Es ist Freitagmorgen, Therapiesitzung in einer Altbauwohnung in Kalk. Es sind die beiden Katzen, um die es heute geht. Katzenpsychologin Heike Grotegut lobt den Fortschritt: „Was wir hier sehen, ist sehr gut. Lolli traut sich sogar, Räume zu betreten, in denen Juni tobt. Sie zeigt keine Panik, keine geduckte Haltung.“
Das war nicht immer so. Dinge, die für andere Katzen selbstverständlich sind, wurden für die vier Jahre alte Lolli zur Tortur. Der Grund: Juni. Knappe acht Wochen war der Wildfang alt, als sie einzog und das ruhige Leben der erwachsenen Katze durcheinander brachte.
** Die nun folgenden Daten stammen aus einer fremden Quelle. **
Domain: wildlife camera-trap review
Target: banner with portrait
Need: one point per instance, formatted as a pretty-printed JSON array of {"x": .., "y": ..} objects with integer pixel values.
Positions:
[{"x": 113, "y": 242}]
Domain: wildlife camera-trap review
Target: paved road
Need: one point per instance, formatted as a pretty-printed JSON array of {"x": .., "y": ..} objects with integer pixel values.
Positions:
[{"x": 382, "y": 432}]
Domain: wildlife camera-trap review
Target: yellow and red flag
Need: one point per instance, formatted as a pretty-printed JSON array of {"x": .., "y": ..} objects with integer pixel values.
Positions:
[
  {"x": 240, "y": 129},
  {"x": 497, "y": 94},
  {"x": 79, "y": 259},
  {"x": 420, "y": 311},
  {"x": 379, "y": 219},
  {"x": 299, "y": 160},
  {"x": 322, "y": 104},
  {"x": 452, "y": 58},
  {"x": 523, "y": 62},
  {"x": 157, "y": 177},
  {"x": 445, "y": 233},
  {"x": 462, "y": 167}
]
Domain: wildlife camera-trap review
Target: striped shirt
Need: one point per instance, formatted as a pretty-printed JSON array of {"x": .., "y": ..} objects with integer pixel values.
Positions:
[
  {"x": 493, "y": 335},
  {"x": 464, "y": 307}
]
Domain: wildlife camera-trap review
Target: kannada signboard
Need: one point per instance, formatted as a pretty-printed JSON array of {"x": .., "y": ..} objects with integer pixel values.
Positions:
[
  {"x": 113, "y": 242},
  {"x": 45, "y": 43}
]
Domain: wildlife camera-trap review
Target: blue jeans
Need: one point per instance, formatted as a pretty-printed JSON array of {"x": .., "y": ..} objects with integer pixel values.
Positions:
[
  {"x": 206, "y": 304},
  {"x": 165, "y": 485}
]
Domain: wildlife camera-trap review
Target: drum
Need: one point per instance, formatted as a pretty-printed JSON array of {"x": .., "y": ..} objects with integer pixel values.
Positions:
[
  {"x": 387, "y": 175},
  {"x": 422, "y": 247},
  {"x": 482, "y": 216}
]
Juni fiel Lolli an und versuchte, sie mit Gewalt aus der Reserve zu locken. Doch Lolli spielte nicht mit. Im Gegenteil – sie wurde immer ängstlicher, zog sich mehr und mehr zurück. Bis Lolli nur noch unter dem Bett saß, Tag und Nacht. „Da wussten wir, es ist Zeit zu handeln“, sagt Christina Jost, eine der beiden Besitzerinnen.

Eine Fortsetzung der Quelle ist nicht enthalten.